With all that said, here are some examples of RCTs I’d like to see the results of:
- Does teaching about particles atoms and molecules before teaching about chemical reactions improve understanding? Logically it should…but does it? My hunch is that effective sequencing in the curriculum is an important area.
- Does extensive use of mini-whiteboards in class discussion during lessons provide Maths teachers with as good or better understanding of students’ capabilities compared to marking books after work has been completed? Does it have any impact at all? (My bet is ‘yes’ but only where the teacher engages with the responses…. Hmmm, how to control for that? )

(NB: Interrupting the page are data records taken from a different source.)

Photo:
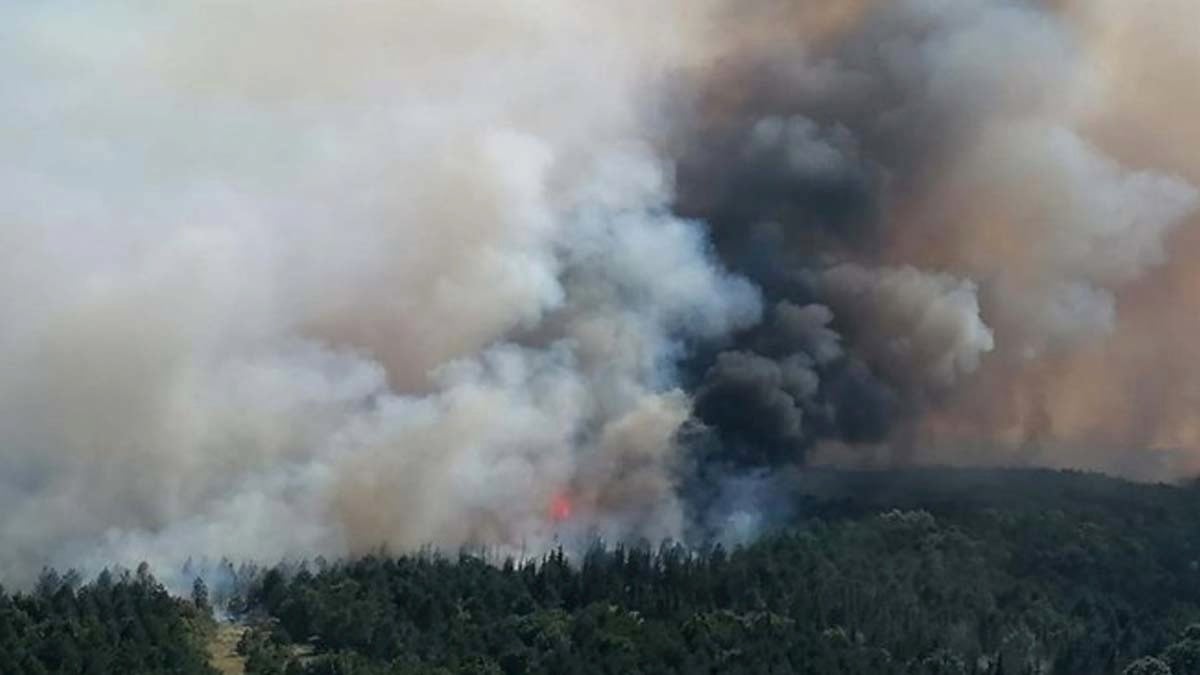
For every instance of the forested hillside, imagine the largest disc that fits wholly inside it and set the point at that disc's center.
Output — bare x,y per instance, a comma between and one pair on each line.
118,623
919,572
933,572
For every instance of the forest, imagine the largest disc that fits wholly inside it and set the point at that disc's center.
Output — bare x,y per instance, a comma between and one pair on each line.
905,572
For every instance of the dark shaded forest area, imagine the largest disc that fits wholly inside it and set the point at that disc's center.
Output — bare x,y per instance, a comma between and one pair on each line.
915,572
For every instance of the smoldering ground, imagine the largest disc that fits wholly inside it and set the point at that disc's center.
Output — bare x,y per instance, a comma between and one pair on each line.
299,279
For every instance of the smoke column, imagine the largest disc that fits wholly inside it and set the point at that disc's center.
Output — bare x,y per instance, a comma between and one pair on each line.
301,278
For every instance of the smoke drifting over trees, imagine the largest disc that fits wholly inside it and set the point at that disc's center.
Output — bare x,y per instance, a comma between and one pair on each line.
303,278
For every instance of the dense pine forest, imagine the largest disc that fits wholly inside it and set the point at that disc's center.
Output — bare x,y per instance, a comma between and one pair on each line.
917,572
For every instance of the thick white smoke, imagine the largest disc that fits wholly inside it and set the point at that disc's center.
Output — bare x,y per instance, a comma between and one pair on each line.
303,278
310,278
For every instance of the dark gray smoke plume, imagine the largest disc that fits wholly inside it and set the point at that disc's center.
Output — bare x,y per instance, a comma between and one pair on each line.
303,278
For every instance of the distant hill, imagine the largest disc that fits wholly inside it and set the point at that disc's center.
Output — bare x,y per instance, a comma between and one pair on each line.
909,572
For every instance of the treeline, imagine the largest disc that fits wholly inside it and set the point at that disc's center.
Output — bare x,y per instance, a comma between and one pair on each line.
924,572
977,573
118,623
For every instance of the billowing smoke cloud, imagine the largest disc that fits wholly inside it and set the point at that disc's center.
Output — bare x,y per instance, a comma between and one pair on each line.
301,278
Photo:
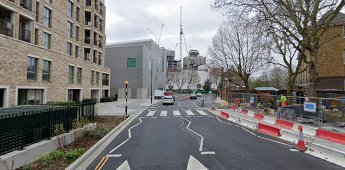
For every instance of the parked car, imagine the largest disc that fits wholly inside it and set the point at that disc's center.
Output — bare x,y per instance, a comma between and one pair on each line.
168,100
192,96
159,94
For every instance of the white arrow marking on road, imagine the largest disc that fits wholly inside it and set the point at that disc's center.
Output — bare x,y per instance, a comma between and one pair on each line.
164,113
189,113
194,164
202,112
176,113
124,166
151,113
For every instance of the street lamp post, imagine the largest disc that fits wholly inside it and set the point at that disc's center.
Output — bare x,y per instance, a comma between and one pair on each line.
126,108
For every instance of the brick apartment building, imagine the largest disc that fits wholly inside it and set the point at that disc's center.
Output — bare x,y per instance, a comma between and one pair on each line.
331,59
52,50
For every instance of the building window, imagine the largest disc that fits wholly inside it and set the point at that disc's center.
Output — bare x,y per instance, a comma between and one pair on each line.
46,40
77,33
97,78
31,69
76,51
92,78
69,29
46,70
70,9
69,48
131,62
77,14
30,96
79,75
70,74
47,17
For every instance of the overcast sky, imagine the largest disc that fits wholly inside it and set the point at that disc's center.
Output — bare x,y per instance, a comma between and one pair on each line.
130,19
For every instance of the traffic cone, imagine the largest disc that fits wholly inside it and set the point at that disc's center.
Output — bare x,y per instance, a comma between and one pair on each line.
301,143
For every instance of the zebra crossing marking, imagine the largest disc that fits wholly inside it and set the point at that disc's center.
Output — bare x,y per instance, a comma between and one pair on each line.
164,113
189,113
176,113
151,113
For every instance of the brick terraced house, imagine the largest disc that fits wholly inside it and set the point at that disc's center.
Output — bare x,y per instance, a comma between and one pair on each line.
52,50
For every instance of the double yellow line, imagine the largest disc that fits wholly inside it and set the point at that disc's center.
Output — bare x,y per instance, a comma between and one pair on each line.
101,163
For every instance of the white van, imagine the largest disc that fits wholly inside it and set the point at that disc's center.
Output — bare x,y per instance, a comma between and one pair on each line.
159,94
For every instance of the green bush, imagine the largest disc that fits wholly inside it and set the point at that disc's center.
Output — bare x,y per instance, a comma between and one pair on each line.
45,159
73,155
58,154
97,133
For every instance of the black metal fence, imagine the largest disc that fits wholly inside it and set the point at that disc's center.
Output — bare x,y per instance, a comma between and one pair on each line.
18,130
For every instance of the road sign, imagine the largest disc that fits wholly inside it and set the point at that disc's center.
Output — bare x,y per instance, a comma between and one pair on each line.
310,107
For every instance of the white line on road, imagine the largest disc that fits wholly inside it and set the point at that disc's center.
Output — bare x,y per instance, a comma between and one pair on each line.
190,113
176,113
164,113
208,153
114,155
201,137
119,145
202,112
253,133
151,113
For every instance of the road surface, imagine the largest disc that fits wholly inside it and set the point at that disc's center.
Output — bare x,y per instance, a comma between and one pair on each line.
187,136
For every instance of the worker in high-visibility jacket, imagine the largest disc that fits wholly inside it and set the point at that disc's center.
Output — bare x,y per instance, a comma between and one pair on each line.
283,100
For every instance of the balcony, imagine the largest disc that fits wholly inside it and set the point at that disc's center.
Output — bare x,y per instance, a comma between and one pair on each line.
27,4
6,28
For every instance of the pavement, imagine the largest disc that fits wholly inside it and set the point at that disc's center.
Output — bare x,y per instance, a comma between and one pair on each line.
187,136
117,108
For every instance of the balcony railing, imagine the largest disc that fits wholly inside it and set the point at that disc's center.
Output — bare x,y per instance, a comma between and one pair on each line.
25,34
6,28
26,4
105,82
87,40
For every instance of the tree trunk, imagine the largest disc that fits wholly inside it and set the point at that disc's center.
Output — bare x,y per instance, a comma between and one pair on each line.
313,75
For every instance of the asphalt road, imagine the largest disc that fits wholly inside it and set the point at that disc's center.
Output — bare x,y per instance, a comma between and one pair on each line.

- How does the improvement in students’ writing following peer-assessment using a given technique compare to the impact of teacher assessment…controlling for time spent and other variables? Related to this: does a student’s writing improve if they have regular opportunities to peer assess the work of others?
- If Year 7 was taught the identical scheme of work to Year 8, would they do just as well? (With obvious implications…)
- If, in multiple trials, teams of three teachers taught parallel mixed ability groups and then the same teachers taught three tiered abilty groups, competing to gain the highest progress score each time, which structure would yield the best outcomes?
- If students with level 3 in English engage in paired reading with a Sixth Former for half an hour every day for two months, does it improve their reading age significantly?
If these trials and hundreds of others like them were conducted, we’d certainly be in a better position. However, in my opinion, even here we’d still be working in the territory of ‘insight’. The results might influence some changes in policy and practice but ultimately I suspect that any changes would always be primarily driven by socio-political values as teachers and politicians continue to cherry-pick the bits of evidence that suit them. We might be in a position to resist the imposition of national policies that we don’t agree with and that would be a good thing for sure. In the end I would also bet that the greatest gains to students come from the reflection/self-evaluation effect of teachers engaging in and with research processes in their local contexts, regardless of the outcomes of the trials themselves. It would take a mega-meta-RCT to prove that!